Recent & Upcoming Talks

Dhruva Tirumala: Using behavior priors for data efficiency in Reinforcement Learning

While reinforcement learning has shown great promise as a viable solution to many problems such as Go and Atari, it’s application to challenges like continuous control has been arguably less successful. Control and robotics impose real world constraints in terms of data sparsity and exploration in high dimensional continuous action spaces is challenging. Faced with this, methods that allow us to inject prior knowledge about the structure of the world become increasingly important. In this talk, I will discuss how one such method that we dub behavior priors - probabilistic models that capture common movement and interaction patterns which are shared across a set of related tasks or contexts. For example the day-to-day behavior of humans comprises distinctive locomotion and manipulation patterns that recur across many different situations and goals. I will discuss how these models can be integrated into reinforcement learning schemes to facilitate multi-task and transfer learning.
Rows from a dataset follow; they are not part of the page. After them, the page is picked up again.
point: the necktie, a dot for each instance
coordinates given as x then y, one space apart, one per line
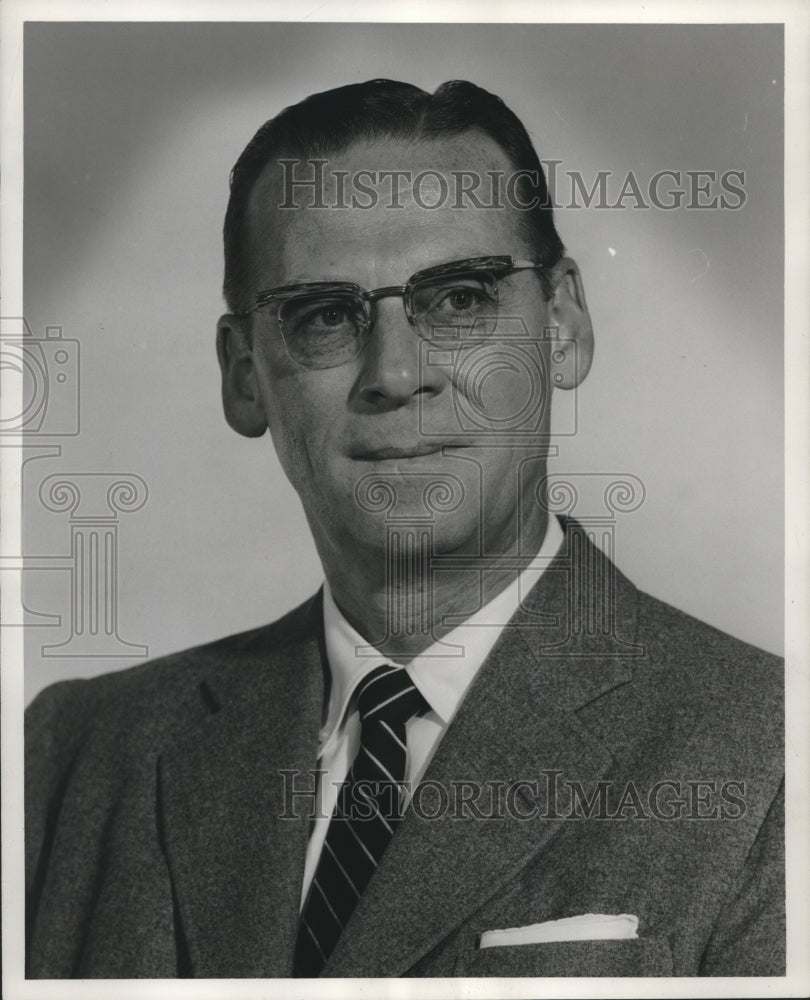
367 812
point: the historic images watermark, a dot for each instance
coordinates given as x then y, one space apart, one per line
312 184
549 796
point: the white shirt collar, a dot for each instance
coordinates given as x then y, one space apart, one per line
442 673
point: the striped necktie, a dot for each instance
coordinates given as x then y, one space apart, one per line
367 812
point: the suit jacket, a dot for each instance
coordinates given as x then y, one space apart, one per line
157 843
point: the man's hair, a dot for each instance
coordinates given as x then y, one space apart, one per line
327 123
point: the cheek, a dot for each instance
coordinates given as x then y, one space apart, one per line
304 420
505 386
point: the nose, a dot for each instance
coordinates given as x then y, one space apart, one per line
393 364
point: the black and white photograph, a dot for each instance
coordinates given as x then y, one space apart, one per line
398 427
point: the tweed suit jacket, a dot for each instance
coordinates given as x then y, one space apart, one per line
159 841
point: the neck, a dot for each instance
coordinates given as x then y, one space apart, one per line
400 599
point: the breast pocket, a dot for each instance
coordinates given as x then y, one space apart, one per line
633 957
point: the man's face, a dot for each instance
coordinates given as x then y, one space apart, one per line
402 413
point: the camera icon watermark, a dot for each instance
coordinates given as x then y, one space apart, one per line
501 376
49 369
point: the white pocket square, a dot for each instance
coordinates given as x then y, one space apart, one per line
588 927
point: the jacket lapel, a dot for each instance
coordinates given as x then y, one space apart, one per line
517 722
236 866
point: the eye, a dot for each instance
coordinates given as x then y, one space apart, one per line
462 298
332 316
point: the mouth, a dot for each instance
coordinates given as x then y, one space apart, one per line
397 452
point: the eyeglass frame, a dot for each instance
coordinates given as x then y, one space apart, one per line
500 264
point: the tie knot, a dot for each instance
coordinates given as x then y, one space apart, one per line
389 695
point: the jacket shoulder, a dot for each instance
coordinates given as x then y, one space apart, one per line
156 695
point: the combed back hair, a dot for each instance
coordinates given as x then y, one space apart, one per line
327 123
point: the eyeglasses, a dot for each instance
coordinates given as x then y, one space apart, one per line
325 324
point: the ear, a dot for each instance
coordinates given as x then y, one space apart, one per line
572 345
240 392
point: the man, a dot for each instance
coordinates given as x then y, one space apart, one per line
479 750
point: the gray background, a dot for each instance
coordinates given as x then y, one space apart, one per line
130 132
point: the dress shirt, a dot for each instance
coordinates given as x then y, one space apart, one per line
443 673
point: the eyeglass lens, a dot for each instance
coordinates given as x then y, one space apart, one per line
324 329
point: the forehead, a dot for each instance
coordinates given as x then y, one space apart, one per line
379 211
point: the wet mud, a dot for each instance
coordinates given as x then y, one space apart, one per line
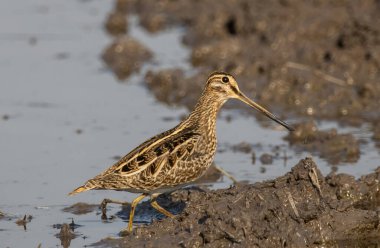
329 144
318 59
66 234
81 208
300 209
125 56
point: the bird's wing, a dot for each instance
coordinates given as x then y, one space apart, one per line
165 148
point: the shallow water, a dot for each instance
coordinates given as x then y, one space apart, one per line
68 118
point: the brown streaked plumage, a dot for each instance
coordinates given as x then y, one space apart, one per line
176 157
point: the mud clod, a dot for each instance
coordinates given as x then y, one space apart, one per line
66 235
116 23
266 158
24 221
81 208
243 147
301 208
125 56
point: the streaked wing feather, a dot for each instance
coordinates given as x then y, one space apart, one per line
155 152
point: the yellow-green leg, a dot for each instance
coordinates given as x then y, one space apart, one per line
103 206
133 207
154 204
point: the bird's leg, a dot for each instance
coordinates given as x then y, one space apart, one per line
103 206
132 213
225 173
154 204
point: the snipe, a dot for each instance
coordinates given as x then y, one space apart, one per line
176 157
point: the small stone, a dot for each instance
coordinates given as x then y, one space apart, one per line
266 158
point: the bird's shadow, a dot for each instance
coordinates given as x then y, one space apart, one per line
145 213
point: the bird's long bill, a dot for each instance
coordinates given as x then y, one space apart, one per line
251 103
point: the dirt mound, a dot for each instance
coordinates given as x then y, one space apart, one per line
300 209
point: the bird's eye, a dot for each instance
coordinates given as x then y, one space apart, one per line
225 80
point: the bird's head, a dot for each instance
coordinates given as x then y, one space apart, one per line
224 86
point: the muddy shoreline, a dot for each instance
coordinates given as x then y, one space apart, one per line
300 209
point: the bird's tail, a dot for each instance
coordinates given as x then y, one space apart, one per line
85 187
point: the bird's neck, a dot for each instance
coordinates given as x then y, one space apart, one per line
205 112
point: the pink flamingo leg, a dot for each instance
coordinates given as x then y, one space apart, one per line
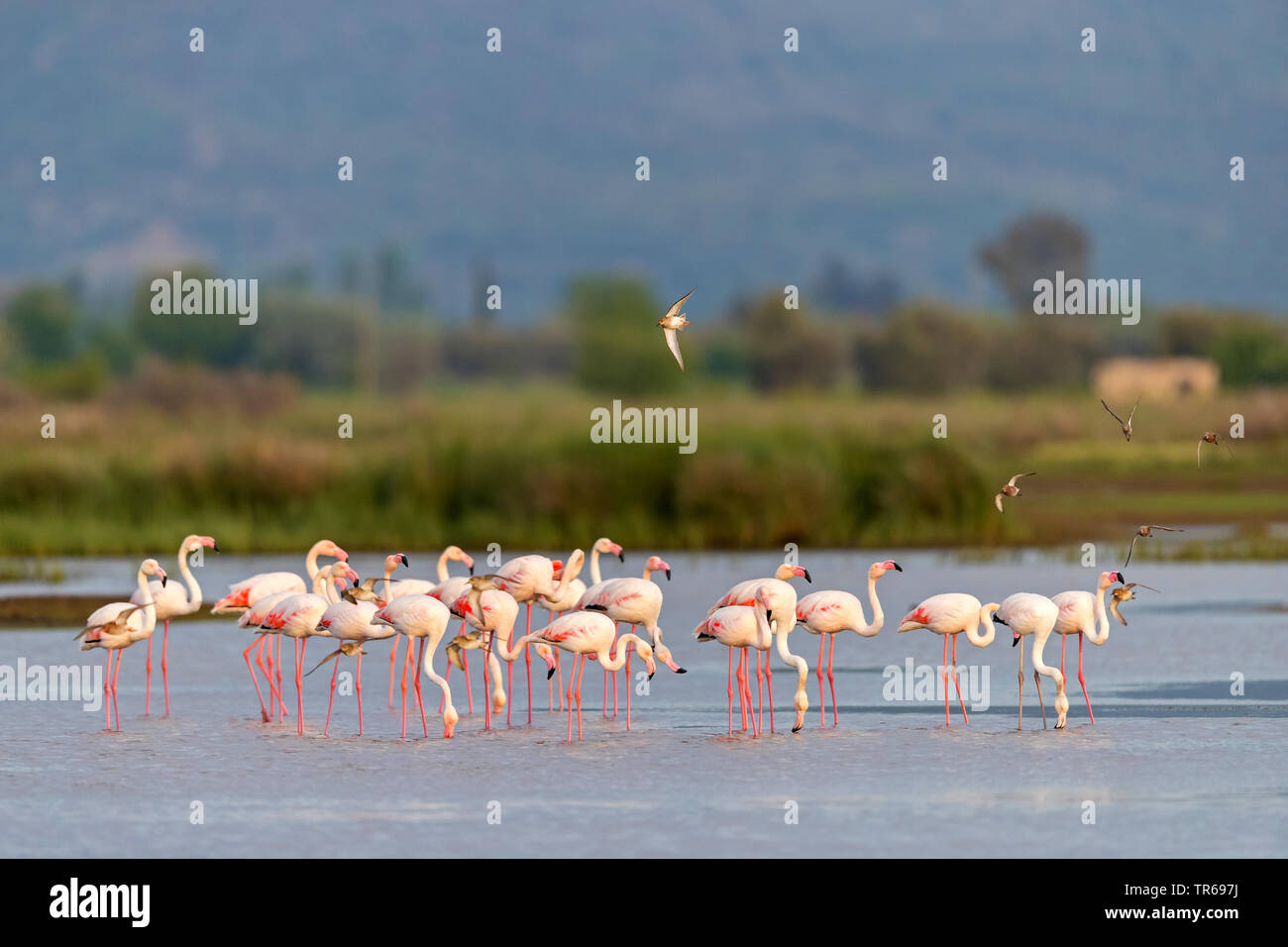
335 672
420 703
393 657
831 681
956 684
1083 681
165 667
299 686
818 673
107 693
147 698
259 643
357 688
281 694
116 678
948 720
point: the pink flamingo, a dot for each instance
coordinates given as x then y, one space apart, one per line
1083 615
1026 613
296 616
172 602
424 617
782 615
636 602
526 579
827 613
588 634
349 622
117 625
949 615
246 592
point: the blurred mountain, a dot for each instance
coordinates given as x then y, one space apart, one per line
765 165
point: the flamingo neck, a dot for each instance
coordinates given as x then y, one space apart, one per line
974 637
1102 633
189 579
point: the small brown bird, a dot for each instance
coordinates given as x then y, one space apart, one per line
1126 425
1211 438
671 324
1010 489
1125 594
1146 531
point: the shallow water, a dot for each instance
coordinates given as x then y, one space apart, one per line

I will then extend these ideas to latent variable models and consider a formulation to learn hierarchical priors that capture different aspects of the behavior in reusable modules. I will discuss how such latent variable formulations connect to related work on hierarchical reinforcement learning (HRL) thereby offering an alternative perspective on existing ideas. Finally I will discuss some exciting prospects and potential directions to extend this line of research.